Un trágico tiroteo perpetrado en el Centro Islámico de San Diego, la mezquita más grande del condado homónimo en California, culminó con un saldo de cinco personas fallecidas, incluidos los dos presuntos atacantes. El jefe de la policía local, Scott Wahl, informó que las víctimas adultas mortales incluyen a un guardia de seguridad que perdió la vida mientras colaboraba activamente en la contención del ataque. El suceso provocó el despliegue inmediato de un fuerte operativo policial alrededor del mediodía del lunes, en momentos en que el centro servía como punto clave de reunión comunitaria.

Las primeras investigaciones lideradas por el FBI determinaron que los atacantes eran dos adolescentes de entre 17 y 19 años de edad, quienes fallecieron por heridas de bala autoinfligidas dentro de un vehículo estacionado cerca del lugar. Las autoridades confirmaron que el menor de los atacantes, de 17 años, había sustraído tres armas de fuego de la residencia de su madre, quien previamente había alertado a la policía sobre la desaparición de su hijo y del coche familiar. Este robo previo había elevado el nivel de riesgo en los sistemas de búsqueda de las agencias de seguridad.

El jefe policial Scott Wahl reveló en conferencia de prensa que la madre de uno de los agresores localizó una nota de suicidio redactada por su hijo que contenía escritos sobre orgullo racial. Debido a esta evidencia y a los hallazgos preliminares en la escena, las autoridades competentes confirmaron que están analizando el incidente bajo la perspectiva de un crimen de odio. Asimismo, se constató que uno de los atacantes mantenía vínculos con la escuela secundaria Madison, un plantel ubicado a tan solo 1,6 kilómetros de distancia de la mezquita afectada.

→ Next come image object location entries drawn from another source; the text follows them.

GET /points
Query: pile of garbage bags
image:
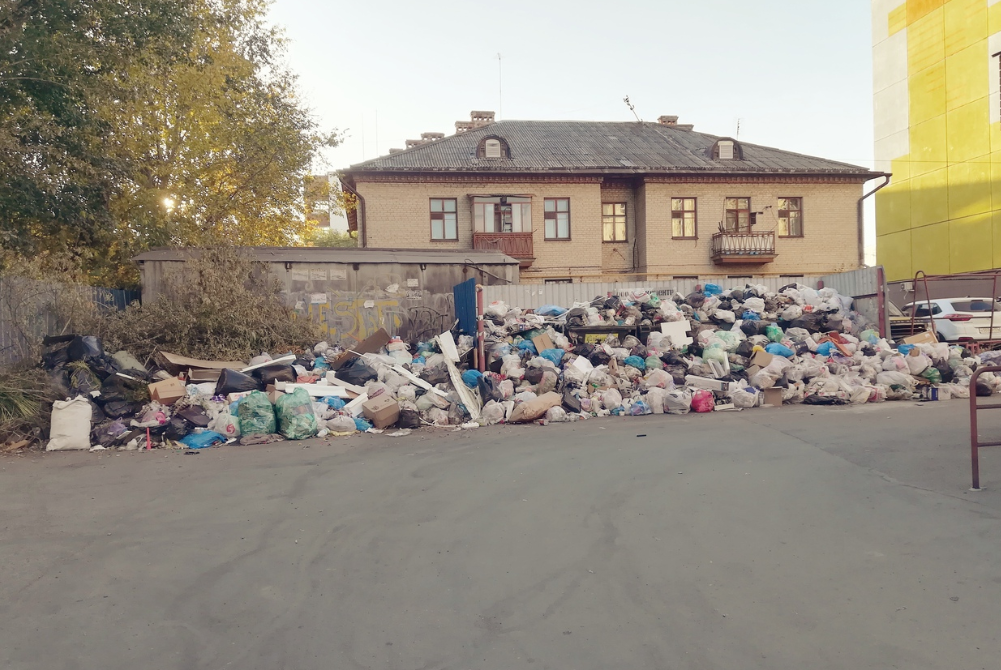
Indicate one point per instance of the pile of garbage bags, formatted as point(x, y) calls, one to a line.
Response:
point(643, 354)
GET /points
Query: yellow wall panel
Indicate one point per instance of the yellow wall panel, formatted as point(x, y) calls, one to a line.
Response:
point(893, 208)
point(931, 101)
point(925, 43)
point(897, 19)
point(918, 9)
point(965, 23)
point(966, 75)
point(966, 243)
point(893, 251)
point(968, 131)
point(930, 198)
point(969, 188)
point(930, 248)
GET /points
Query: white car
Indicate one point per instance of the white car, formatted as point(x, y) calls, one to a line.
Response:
point(958, 318)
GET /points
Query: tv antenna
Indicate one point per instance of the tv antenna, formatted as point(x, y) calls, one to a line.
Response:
point(632, 108)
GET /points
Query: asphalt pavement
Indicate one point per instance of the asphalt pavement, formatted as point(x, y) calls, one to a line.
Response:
point(786, 538)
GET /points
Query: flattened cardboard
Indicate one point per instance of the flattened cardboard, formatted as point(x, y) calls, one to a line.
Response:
point(370, 345)
point(543, 343)
point(167, 392)
point(382, 411)
point(175, 364)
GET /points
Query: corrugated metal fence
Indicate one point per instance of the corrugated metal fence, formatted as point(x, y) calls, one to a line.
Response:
point(535, 295)
point(28, 311)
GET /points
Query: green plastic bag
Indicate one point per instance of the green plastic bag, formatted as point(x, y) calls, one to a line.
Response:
point(774, 332)
point(256, 415)
point(933, 375)
point(295, 418)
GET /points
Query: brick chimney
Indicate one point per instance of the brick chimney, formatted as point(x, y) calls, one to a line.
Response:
point(477, 119)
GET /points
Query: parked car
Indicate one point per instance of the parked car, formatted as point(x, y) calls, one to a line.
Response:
point(955, 318)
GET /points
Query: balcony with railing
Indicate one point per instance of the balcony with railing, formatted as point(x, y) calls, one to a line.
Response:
point(743, 247)
point(516, 244)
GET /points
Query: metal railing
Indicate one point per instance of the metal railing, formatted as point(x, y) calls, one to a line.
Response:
point(743, 244)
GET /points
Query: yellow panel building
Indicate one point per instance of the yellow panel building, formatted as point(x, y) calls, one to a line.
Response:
point(937, 102)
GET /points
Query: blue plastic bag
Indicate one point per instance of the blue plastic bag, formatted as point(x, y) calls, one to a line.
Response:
point(527, 346)
point(333, 403)
point(471, 378)
point(827, 349)
point(554, 355)
point(202, 440)
point(636, 362)
point(775, 349)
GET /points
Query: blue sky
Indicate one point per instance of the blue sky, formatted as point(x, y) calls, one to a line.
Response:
point(796, 73)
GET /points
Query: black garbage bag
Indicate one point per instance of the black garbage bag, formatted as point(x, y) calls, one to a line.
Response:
point(233, 382)
point(534, 375)
point(119, 409)
point(278, 373)
point(85, 348)
point(696, 299)
point(177, 428)
point(599, 358)
point(488, 390)
point(571, 402)
point(408, 419)
point(434, 376)
point(945, 371)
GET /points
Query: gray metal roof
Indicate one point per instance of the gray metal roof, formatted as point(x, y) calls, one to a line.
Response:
point(597, 146)
point(345, 255)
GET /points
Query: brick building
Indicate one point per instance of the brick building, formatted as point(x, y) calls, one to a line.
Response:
point(586, 200)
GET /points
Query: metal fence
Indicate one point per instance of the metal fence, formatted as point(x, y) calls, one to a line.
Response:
point(28, 311)
point(535, 295)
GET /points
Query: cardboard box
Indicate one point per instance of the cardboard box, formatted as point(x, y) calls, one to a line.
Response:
point(543, 343)
point(926, 338)
point(199, 376)
point(167, 392)
point(773, 398)
point(382, 411)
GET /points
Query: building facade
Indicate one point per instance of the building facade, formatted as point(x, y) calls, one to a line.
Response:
point(590, 201)
point(937, 101)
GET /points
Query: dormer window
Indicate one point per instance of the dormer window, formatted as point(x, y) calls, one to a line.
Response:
point(727, 149)
point(492, 146)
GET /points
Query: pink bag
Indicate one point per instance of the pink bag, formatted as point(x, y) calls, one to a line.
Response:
point(703, 401)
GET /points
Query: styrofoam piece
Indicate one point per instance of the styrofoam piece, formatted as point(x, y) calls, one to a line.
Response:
point(315, 390)
point(277, 362)
point(332, 380)
point(447, 346)
point(354, 407)
point(678, 331)
point(416, 381)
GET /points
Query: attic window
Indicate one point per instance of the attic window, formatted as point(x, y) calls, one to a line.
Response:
point(492, 146)
point(727, 149)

El ataque ha generado profundas reacciones políticas y medidas de contingencia inmediatas en otras grandes urbes del estado de California. El presidente de Estados Unidos, Donald Trump, calificó el suceso como una situación terrible y anunció sesiones informativas conjuntas con el director del FBI, Kash Patel. Simultáneamente, la alcaldesa de Los Ángeles, Karen Bass, ordenó al departamento de policía de su ciudad desplegar recursos adicionales para proteger de inmediato las mezquitas locales y mitigar cualquier riesgo de efecto contagio de cara a la proximidad del Mundial de Fútbol.